CUMHURİYET[1]

Prof. Bülent Nuri Esen

            Türkiye Cumhuriyeti diye yeni bir devletin doğuşunu İstanbul önceleri gereği gibi fark edemedi. Milli Ordu’yu biliyorduk ama, Cumhuriyet’i halife ile karıştırıyorduk.

            7 Mayıs 1924’de “Cumhuriyet” çıkınca düşüncelere aydınlık geldi. 7 Mayıs 1924’ü iyi anımsıyorum. O gün Cumhuriyet’in ilk sayısını aldım. Hem de kendi cep harçlığımla… İşte o gün bu gün “Cumhuriyet” evimizde, elimizdedir.

            Benim için bir okul oldu “Cumhuriyet”, zaman içinde düşünsel tırmanışımın okulu, taşıdığı adın siyasal rejim olarak yükselişine katılmış, Atatürk’ün bizi bırakıp gitmesinden sonra öz anlamını yitirmemesi uğruna savaşmakla kendi düşünce namusunu belirtmiştir. Tıpkı adını taşıdığı toplumsal yaşama biçimi gibi ilerici, akılcı ve laiktir. İnsancıdır, çağdaş uygarlığa açılmamızda etkin yer sahibidir.

            Cumhuriyet, okul ve kürsü kalmasını bilmiştir.

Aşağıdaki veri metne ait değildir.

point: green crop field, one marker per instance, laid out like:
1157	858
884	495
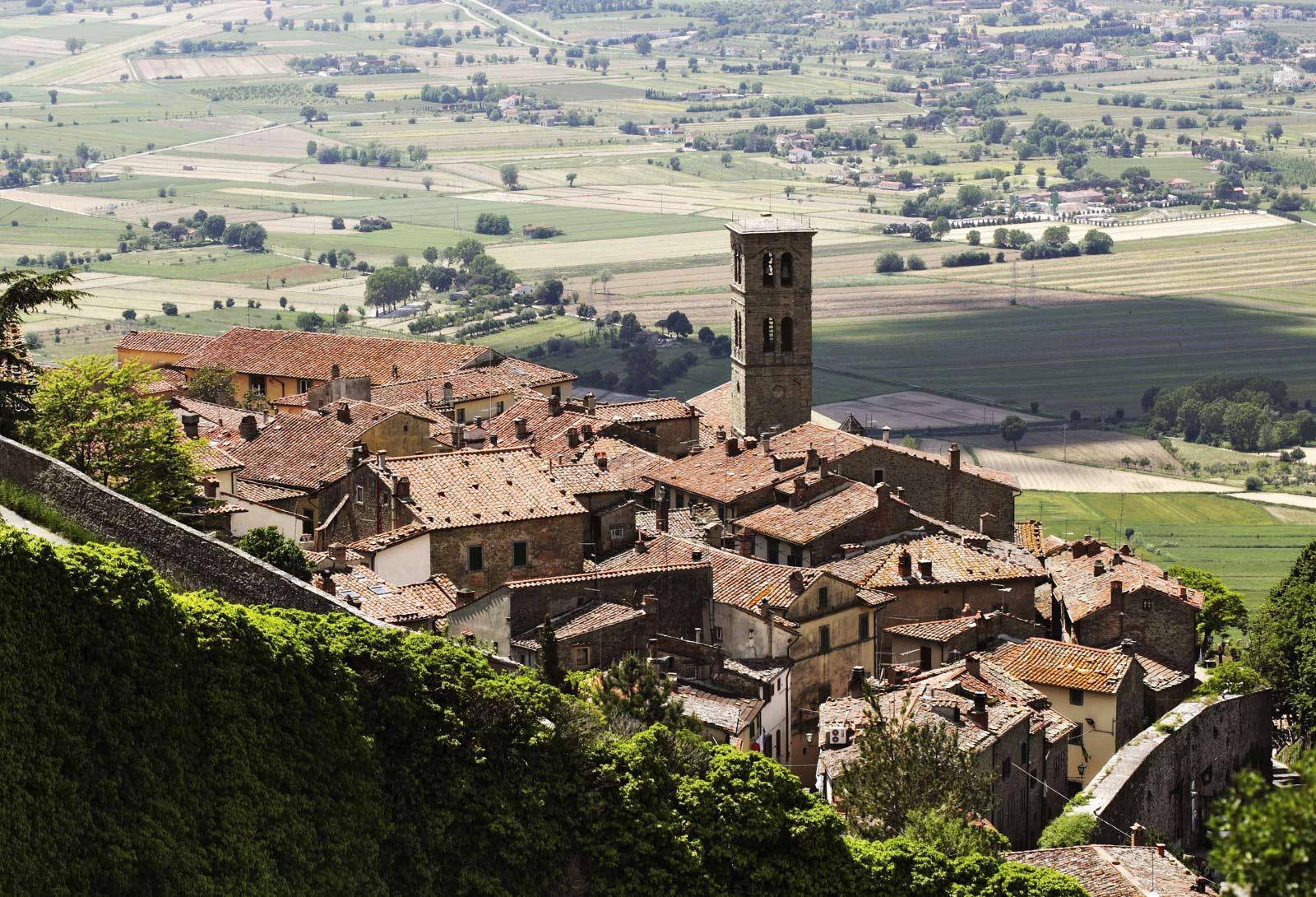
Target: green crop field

            İnsanların ve düşüncelerin Pazar metaı olmadığını kanıtlamıştır. Belli kişiyi beğense de beğenmese de sayar. Kişilerle düşüncelerini ayırmasını bilir. İnsan haklarının bayrağını inançla taşır. Kamunun haber alma özgürlüğünün kullanılmasına olanak sağlamıştır. Aydının vazgeçemeyeceği bir tiryakilik haline gelmiştir. Getirdiği hizmetlerin sürmesinde yurt içi kazanç var… Yaşamını sürdürmesi gelecek kuşaklara güvenimizi arttırıyor.